Cluster constantly crashing after upgrade to 7.4

frederikwerner · October 7, 2019, 6:59pm

Hey guys,

I recently upgraded my 3 node ES cluster to version 7.4. This cluster, which has been running forever (literally years) without any real problems, just started falling apart since then. Nothing besides the ES version has changed: Each node runs Ubuntu 18.04 with Java 11, has 6Gb of RAM (half of that allocated to ES), there is only 10Gb of data in ~70 indices (and ~140 shards). Data intake and usage haven't changed. But since that update, the cluster only stays up for a few hours, after which each node dies one after the other, all with the stacktrace like https://pastebin.com/6Wqqxg6r.
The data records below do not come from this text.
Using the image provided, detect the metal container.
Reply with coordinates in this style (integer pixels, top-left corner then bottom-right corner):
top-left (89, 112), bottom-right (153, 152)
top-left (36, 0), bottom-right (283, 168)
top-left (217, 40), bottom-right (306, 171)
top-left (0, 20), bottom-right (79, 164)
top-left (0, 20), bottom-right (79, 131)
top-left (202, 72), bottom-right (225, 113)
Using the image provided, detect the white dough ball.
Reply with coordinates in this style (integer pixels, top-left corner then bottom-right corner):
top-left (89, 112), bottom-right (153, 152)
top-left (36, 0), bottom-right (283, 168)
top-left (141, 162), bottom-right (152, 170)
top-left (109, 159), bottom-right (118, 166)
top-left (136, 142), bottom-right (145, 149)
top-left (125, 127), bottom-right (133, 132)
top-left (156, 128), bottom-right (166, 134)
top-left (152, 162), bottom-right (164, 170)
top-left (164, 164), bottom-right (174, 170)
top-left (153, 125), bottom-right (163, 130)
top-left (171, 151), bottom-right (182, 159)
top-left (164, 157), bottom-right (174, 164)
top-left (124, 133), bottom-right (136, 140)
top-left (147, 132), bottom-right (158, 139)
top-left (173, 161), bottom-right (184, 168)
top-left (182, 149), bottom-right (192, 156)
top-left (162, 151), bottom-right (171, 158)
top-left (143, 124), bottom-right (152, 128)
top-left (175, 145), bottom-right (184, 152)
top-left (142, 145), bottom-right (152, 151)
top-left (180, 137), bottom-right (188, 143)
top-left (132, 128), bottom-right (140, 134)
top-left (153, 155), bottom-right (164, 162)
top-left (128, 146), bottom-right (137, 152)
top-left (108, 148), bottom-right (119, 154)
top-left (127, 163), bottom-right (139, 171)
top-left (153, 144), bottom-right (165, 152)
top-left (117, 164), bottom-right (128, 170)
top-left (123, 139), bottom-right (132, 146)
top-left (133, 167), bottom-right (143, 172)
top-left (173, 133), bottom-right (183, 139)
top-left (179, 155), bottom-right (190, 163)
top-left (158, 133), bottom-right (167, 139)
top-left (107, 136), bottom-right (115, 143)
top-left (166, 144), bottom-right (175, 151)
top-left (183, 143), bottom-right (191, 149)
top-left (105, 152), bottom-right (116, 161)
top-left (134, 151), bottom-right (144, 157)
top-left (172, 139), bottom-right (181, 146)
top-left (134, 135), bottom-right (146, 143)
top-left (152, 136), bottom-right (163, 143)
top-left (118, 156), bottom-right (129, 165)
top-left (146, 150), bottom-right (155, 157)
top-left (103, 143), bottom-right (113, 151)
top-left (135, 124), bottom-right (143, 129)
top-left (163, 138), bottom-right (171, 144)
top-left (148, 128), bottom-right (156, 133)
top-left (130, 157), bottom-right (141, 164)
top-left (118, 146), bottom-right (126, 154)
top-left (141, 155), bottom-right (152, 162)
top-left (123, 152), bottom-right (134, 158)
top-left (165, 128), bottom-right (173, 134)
Since the trace points to a out-of-memory problem, I tried deleteing indices, playing around with GC settings, allocating both more and less memory to ES and locking memory according to https://www.elastic.co/guide/en/elasticsearch/reference/7.4/setting-system-settings.html#systemd. Nothing changed! I can't get my beloved cluster in a stable state. Intake volume seems to correlate with this and crash the nodes faster, but even just turning Xpack monitoring on is seemingly too much and kills one node after the other.

Another strange observation: While I can still delete indices, forcemerge just does nothing. I tried to merge segments in an attempt to give ES some air, but the command just instantly returns and leaves the deleted docs unttouched. Nothing in the logs about that.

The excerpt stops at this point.